Damning documents in Sydney water contamination scandal

The state Labor government in New South Wales is continuing to withhold documents on the contamination of Sydney's water supply, defying threats of parliamentary censure. Michael Egan, the Treasurer in Premier Bob Carr's government, will go before the state Supreme Court on October 27 to argue that state parliament's upper house, the Legislative Council, has 'no power' to order him to table further documents.

Last week a threat of suspension from parliament prompted Egan to table 20,000 pages of documents relating to the infestation of the water supply by the potentially fatal micro-organisms, giardia and cryptosporidium. This was still only 80 percent of the papers demanded by the upper house MPs, who voted last week for the release of all material relevant to the five-week water crisis.

One document reveals that the government did not warn more than half a million residents in Sydney's southern and far south-western suburbs and in the steel city of Wollongong that they were drinking dangerously polluted water last month. When the government belatedly placed three million residents of Sydney on a 'boil water' alert, Wollongong, Campbelltown and Sutherland were supposedly free of the two diarrhoea-causing parasites which breed in human and animal faeces.

But the document shows that 500,000 people whose water comes via the Illawarra, Macarthur and Woronora filtration plants were drinking water that Sydney Water risk management plans say would 'trigger a major incident'. Testing results indicate that cryptosporidium and giardia were present in filtered water at all three plants between September 9 and 11.

Another document reveals that 18 months ago a Sydney Water communications officer advised the corporation that 'it is probably only a matter of time before there is an outbreak [of cryptosporidium] in Australia'. Urban Affairs and Planning Minister Craig Knowles denied the government was aware of the warning.

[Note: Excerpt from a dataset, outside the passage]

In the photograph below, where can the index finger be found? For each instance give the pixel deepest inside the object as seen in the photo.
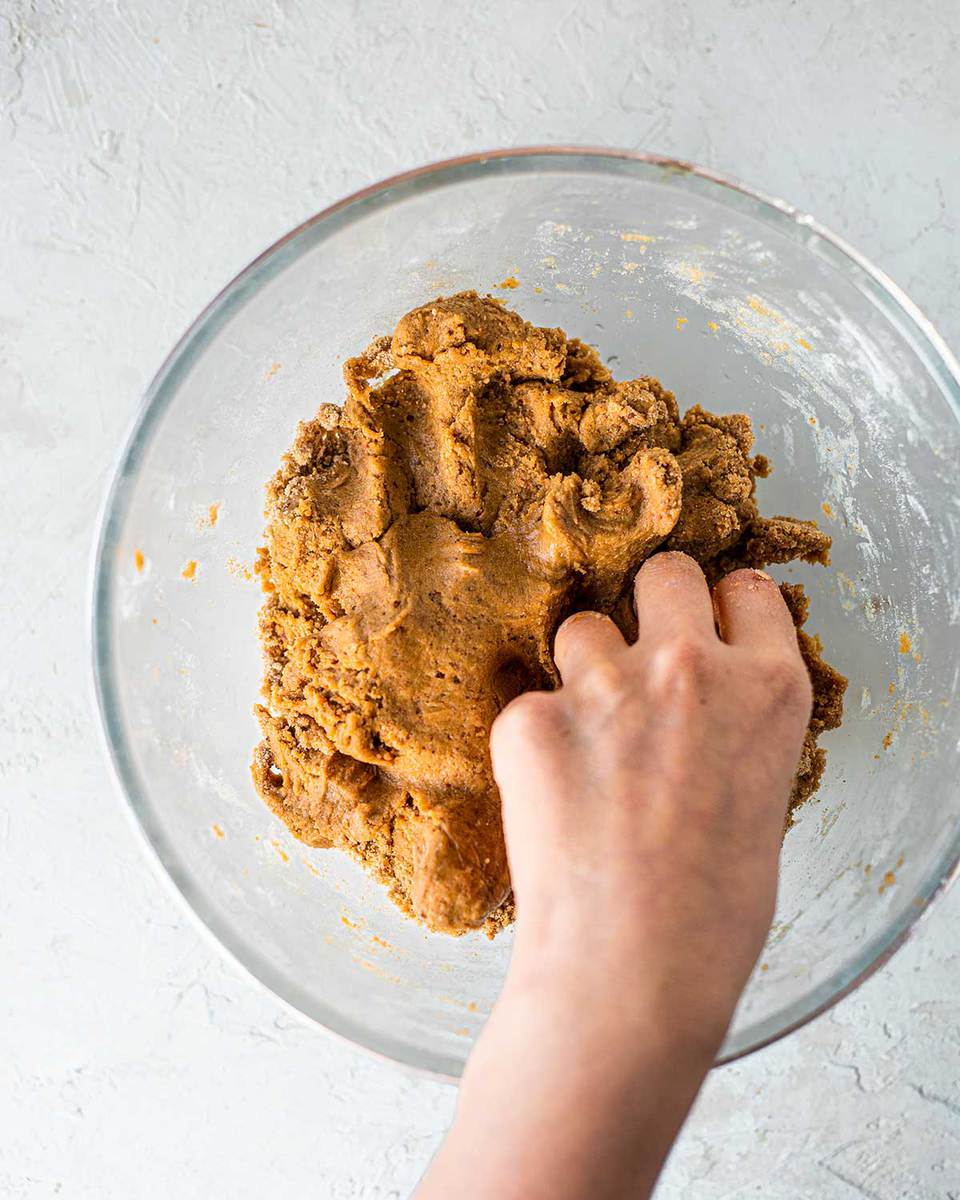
(672, 600)
(751, 612)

When the government released a second consignment of documents this Monday, another crucial fact emerged: the water supply contract signed with the private operator of Sydney's main water treatment plant at Prospect contained no conditions about bacteria levels. Previously it was known that the contract set no standards for giardia and cryptosporidium, but the additional exclusion of bacteriological criteria is a breach of water quality standards established by the National Health and Medical Research Council. This was the first time that the contract with Australian Water Services had been made public.

In the early 1990s the former Liberal state government increasingly privatised the Sydney water system, signing contracts for the building of the privately-controlled Prospect, Illawarra, Macarthur and Woronora plants. None of the contracts obliged the companies to provide safe drinking water, let alone requiring them to filter for giardia and cryptosporidium, even though the technology was available.

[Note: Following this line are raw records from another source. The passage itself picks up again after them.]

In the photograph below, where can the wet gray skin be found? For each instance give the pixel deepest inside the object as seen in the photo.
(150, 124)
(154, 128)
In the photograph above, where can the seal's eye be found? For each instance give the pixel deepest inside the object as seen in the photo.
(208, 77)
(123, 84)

An earlier document showed that the authorities knew of the cryptosporidium danger at least seven years ago but decided for cost-cutting reasons not to instal ozonation equipment that could eliminate the parasites. In 1991 a project team told the old Sydney Water Board: 'The indications are that the only process likely to be capable of destroying cryptosporidium under conditions that could be implemented as part of a water treatment plant is ozonation'.

Ozonation was introduced in the American city of Milwaukee after a cryptosporidium outbreak in 1993 killed more than 100 people and made hundreds of thousands ill. Even then, no such technology was installed when the new privately-run plants were constructed in Sydney. Instead a chlorine filtration plant was built at Prospect, saving an estimated $25 million.

In his Supreme Court action, Egan argues that the release of a further 5,000 pages of documents could prejudice a class action by consumers against Sydney Water. He has claimed an executive right to suppress the documents on the grounds of legal professional privilege and commercial confidence.

But real reasons for the ongoing coverup lie deeper. The more documents are released, the more they shed light on the drive for profits and dividends pursued by successive Labor and Liberal governments, which led to cost-cutting in all areas. Apart from the inadequate filtration plants, other factors include drastic cuts in staff, including the number of workers carrying out maintenance. In addition, the inner and outer water catchment areas lack vital sewerage treatment facilities and are used for agricultural and mining purposes. Heavy rains flush the wastes from these activities straight into the Warragamba Dam and other reservoirs.

Far from rectifying these problems, the government has still not even ordered the construction of adequate filtration plants. Instead, it has quietly changed the guidelines so that 'boil water' alerts are no longer issued automatically once giardia and cryptosporidium levels reach certain heights.

Last week the government proposed a Water Legislation Amendment (Drinking Water and Corporate Structure) Bill that will effectively strengthen the government's ability to cover up water contamination outbreaks. The Bill gives the Chief Health Officer, an official within the Health Department who works under ministerial direction, sole responsibility for issuing boil water alerts.